Abstract

European banking sectors have been subject to various forms of deregulation, liberalization, as well as dramatic improvements in information technology (IT). As the result of the creation of the European Union’s Single Market, the financial institutions are transforming themselves in response to fundamental changes in regulation and technology. Many of these changes have vast implications for competition, concentration and the efficiency of financial sectors. This paper examines the impact of increasing concentration and new technologies, linked with the mergers and acquisitions process, on the degree of competition and efficiency of the Lithuanian commercial banks. The goal of this paper is to check whether, during the analyzed period (2000-2006), the concentration of the commercial banks had a negative impact on the competition in the Lithuanian banking sector.

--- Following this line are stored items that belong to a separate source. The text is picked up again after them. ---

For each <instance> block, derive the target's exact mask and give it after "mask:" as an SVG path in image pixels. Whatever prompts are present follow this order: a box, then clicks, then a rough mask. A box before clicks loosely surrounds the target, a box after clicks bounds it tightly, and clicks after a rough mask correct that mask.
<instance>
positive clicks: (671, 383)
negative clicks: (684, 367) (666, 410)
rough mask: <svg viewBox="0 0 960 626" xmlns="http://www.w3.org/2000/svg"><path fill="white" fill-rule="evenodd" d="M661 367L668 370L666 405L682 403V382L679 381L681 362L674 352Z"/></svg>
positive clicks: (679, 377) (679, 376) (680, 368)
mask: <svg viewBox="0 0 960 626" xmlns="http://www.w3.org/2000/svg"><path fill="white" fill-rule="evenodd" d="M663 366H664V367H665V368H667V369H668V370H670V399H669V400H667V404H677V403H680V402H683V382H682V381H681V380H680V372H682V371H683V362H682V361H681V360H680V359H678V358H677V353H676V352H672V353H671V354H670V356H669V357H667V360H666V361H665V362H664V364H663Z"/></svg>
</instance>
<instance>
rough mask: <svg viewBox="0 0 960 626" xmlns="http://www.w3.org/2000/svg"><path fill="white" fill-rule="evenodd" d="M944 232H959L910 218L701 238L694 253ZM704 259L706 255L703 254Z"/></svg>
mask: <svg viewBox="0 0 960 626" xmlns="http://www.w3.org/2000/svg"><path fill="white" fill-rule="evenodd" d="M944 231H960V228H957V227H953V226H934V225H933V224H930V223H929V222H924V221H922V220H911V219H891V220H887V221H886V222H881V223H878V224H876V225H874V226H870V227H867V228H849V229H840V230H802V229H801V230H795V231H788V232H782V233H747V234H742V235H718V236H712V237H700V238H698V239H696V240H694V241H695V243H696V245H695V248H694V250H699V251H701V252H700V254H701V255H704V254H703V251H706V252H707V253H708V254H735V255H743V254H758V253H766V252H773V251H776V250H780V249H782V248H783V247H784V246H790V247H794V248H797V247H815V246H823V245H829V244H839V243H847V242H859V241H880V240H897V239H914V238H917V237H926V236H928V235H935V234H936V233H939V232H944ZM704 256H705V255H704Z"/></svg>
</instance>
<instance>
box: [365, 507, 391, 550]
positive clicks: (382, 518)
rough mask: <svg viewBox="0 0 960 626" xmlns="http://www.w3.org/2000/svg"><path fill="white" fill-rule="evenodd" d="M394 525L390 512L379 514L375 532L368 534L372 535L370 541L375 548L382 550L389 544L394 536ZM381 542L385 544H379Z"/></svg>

This study estimates competitive behavior in the Lithuanian banking system by applying the method developed by Panzar and Rosse (1987). The research of concentration in Lithuanian banking sector is based on two most frequently used concentration measures: the Herfindahl-Hirschman index and the k bank concentration ratios, for k = 1, 3 and 5, based on market shares in terms of total assets, loans and deposits of banks. The research of efficiency in Lithuanian banking sector is based on two most frequently used efficiency indicators: ROA and ROE. The panel data for this analysis comprises all Lithuanian commercial banks covered by the National Bank of Lithuanian’s balance sheet as well as profit and loss accounts statistics. These statistics consist of annual data from all banks reporting to the National Bank of Lithuania and cover the period from 2000 to 2006.